Derweil marschiert Abdo, gefolgt von Rogar, Aeryn und Freydis, welche ihren leuchtenden Streitkolben hochhält, bereits zur nächsten Tür und stößt sie beherzt auf.
In der recht großen Kammer dahinter herrscht ein ziemliches Durcheinander, sodass er auf den ersten Blick nicht gleich erkennt, welchem Zweck sie dient. Menschenleer ist der Raum, das ist wohl sofort klar. Auch keine Hundemutter versteckt sich hier. Es riecht feucht und metallisch.

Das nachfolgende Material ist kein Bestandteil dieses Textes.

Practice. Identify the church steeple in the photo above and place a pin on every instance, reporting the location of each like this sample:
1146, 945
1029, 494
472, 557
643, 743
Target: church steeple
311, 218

Zwei Fenster hat's—klein und halb unter dem Erdlevel, wie schon gewohnt—durch die ein wenig Tageslicht fällt. Schmale Tische stehen entlang der Außenwand und jeweils links und rechts, ein breiterer Tisch in der Mitte. Eimer und Zuber in großer Zahl stehen im ganzen Zimmer verteilt, Töpfe und Körbe reihen sich unter den Tischen entlang der Wände aneinander, etliches Gerät liegt rechterhand achtlos in der Ecke. Bretter und dicke Holzstangen sind darunter, Holzlöffel und Holzzangen. Nicht weit davon entdeckt er ein dreckiges Schaffell. Auf dem rechten Tisch liegt eine einzelne, ebenfalls recht dreckige Schürze.
Auf dem breiten Tisch in der Mitte liegt dagegen Werkzeug ganz anderer Art. Verschiedene Messer finden sich hier, wohl sortiert, sowie ein Kästchen mit Nadel und Faden und eines mit einem halben Dutzend tönernen Fläschchen. Die Tischplatte ist fleckig und zerkratzt. Gurte wurden um sie herum gespannt, auch diese sind dreckig. Eine Rinne wurde in den Tisch gekerbt, einmal komplett außen herum, mit einem Durchbruch am Fuß des Tisches, worunter ein Eimer zum Auffangen steht.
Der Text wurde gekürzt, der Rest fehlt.